Isidore Heller House
by: chicago designslinger
[Isidore Heller House (1897) Frank Lloyd Wright, architect; Richard Bock, sculptor /Image & Artwork: chicago designslinger]
By 1897 30-year-old architect Frank Lloyd Wright was on a roll. He'd been practicing his craft on his own for the past four years, leaving behind a career as the head draftsman at the architectural firm of Adler & Sullivan with its steady paycheck of $60.00 a week, around $1,509.80 in inflated 2012 dollars. Which wasn't that bad when you consider that the U.S. government reported that the average weekly wage in March 2013 was $821.79. But his developing style was unique, attracting attention and clients willing to take a chance on the emerging practitioner of the so called New Style of the West. Plus with the standard architect's fee of 10% on the cost of construction, two projects a year costing $20,000 each would bring in more money than he'd been making working for Louis Sullivan, and more importantly, Frank Lloyd Wright, Architect was on the title block of each and every page of plans.
[Isidore Heller House, 5132 S. Woodlawn Avenue, Chicago /Image & Artwork: chicago designslinger]
Out on his own and looking to feed his family and build buildings in his new avant garde style, required focus and drive.
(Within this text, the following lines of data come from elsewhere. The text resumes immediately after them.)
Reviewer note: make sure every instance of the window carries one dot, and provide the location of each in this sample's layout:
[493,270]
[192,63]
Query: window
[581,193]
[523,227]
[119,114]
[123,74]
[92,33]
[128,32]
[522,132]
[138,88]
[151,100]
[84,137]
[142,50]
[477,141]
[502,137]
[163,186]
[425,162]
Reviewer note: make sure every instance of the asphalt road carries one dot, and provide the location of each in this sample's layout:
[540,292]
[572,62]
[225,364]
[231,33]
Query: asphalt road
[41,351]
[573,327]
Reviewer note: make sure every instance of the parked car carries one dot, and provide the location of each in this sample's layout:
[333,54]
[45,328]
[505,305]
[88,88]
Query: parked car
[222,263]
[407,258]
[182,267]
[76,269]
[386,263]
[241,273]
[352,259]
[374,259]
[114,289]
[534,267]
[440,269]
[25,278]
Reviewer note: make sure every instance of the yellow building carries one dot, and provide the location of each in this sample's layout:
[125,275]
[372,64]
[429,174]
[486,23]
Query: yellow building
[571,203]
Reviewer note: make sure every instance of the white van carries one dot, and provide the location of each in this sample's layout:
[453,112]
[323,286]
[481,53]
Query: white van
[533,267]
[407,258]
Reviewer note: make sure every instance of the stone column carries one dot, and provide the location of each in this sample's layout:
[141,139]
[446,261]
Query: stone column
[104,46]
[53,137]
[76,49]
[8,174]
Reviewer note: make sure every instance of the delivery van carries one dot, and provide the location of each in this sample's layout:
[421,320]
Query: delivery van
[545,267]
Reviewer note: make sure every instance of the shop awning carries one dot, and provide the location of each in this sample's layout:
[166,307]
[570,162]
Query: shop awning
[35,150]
By the time butcher supply manufacturer Isidore Heller came calling, Wright had over 2 dozen projects built or on the drafting table, a handful of them a stone's throw from Heller's Hyde Park neighborhood. It took a special client to hire Wright with his crazy notions about architecture, and Heller was ready to take the plunge. Afterall he'd come to Chicago from Germany in the 1860s with $20.00 in his pocket and built-up a successful business with his partners Christian Wolf and George Sayer, so compared to those challenges taking a gamble on an up-and-coming architect wasn't going to be that hard.
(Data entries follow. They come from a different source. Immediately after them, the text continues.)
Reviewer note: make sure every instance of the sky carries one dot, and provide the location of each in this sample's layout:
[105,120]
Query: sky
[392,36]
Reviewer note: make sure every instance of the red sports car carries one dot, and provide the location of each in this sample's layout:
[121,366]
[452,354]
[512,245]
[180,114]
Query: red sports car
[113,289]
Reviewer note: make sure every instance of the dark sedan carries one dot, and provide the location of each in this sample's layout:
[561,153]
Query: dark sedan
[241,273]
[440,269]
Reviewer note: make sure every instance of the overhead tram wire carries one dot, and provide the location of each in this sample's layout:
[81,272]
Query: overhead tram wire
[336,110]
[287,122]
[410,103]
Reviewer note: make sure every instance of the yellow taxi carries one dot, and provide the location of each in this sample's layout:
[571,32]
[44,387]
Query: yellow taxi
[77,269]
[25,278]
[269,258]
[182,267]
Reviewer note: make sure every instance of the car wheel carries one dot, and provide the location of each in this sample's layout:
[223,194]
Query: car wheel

[Isidore Heller House, National Historic Landmark, Chicago /Image & Artowrk: chicago designslinger]
Wright hadn't quite developed his signature Prairie style just yet, but he was close. The architect was exploring new ways to use simple geometric shapes and forms in an attempt to create an American style of architecture. He wasn't interested in just adding a Greek column or a Roman pediment to a modern building for the sake of reviving classicism, but he wasn't ready to abandon the ancients altogether. The frieze of dancing nymphs designed by Wright and executed by sculptor Richard Bock was a device that Phidias used on the Parthenon, but Wright added his own touch to the classic motif much as he did with the massing of the building. The column capitals weren't Corinthian but Wrightian - all with a dash of his Lieber Meister and former employer Louis Sullivan thrown in. This was no typical Queen Anne or Georgian Revival-style house - which were very popular at the time. The architect that Isidore Heller hired to design his home wanted to push the boundaries of accepted domestic architecture into a new realm.
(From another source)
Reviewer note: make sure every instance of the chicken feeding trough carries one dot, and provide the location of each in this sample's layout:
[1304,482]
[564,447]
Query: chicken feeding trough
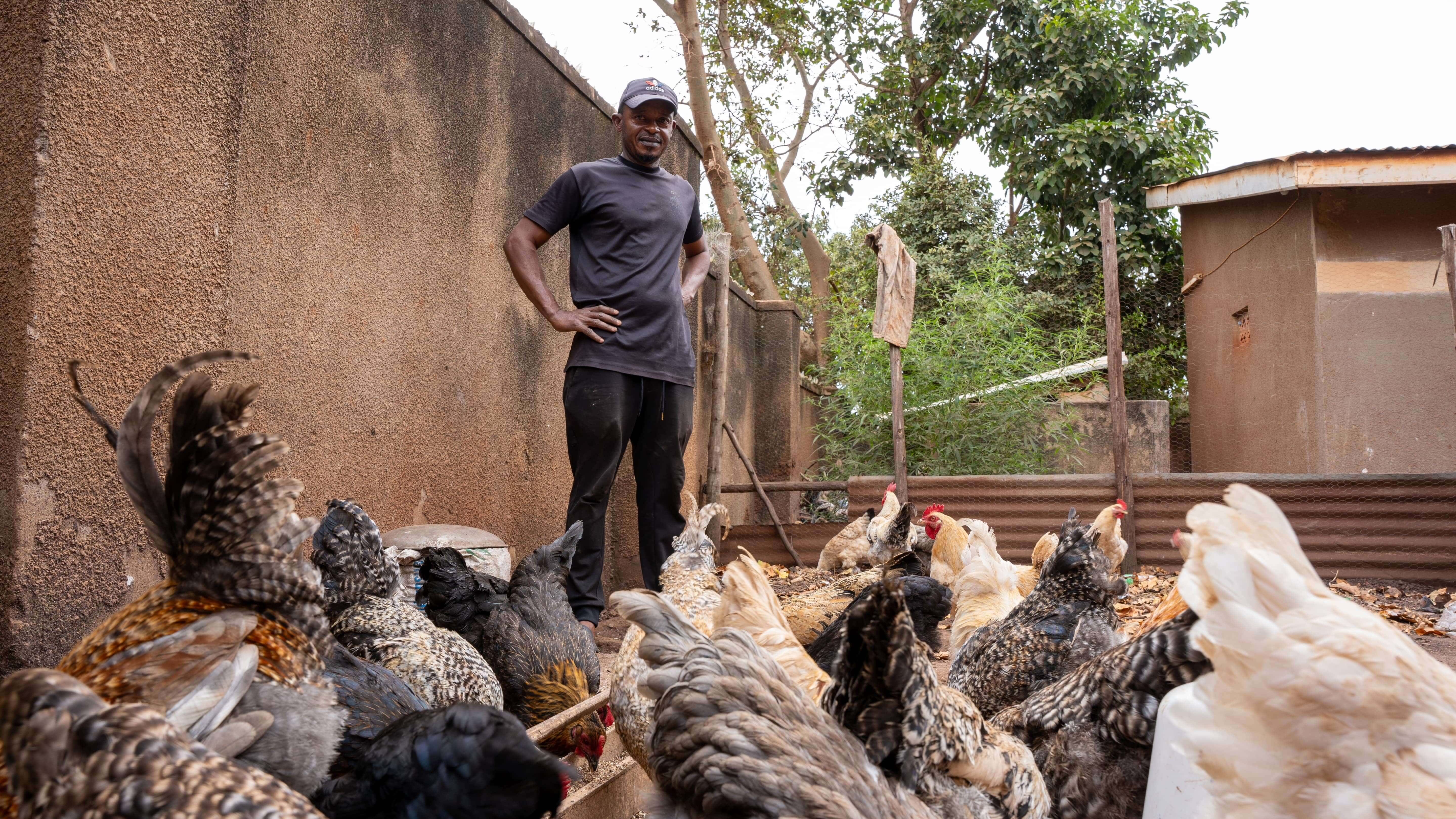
[617,789]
[Isidore Heller House, City of Chicago Landmark /Image & Artwork: chicago designslinger]
Decades after the house had been finished, and long after Isidore and Ida Heller had left their home on Woodlawn Avenue and all the major players were dead, a serendipitous connection was created between Wright, Heller and Sullivan. In 1919 Walter Heller asked his father for a $5,000 loan to start his own business. By the time of Walter's death in 1969 Walter E. Heller & Co. was the largest independent commercial finance firm in the nation. His widow Alyce was given the task of overseeing the multi-million dollar Heller Foundation and in 1976 the remarried Alyce DeCosta gave the Art Institute of Chicago $1.25 million to restore and reinstall Adler & Sullivan's Chicago Stock Exchange Trading Room in a permanent exhibit space at Chicago's Art Institute. A project the architectural firm was working on when Wright left their employ in 1893.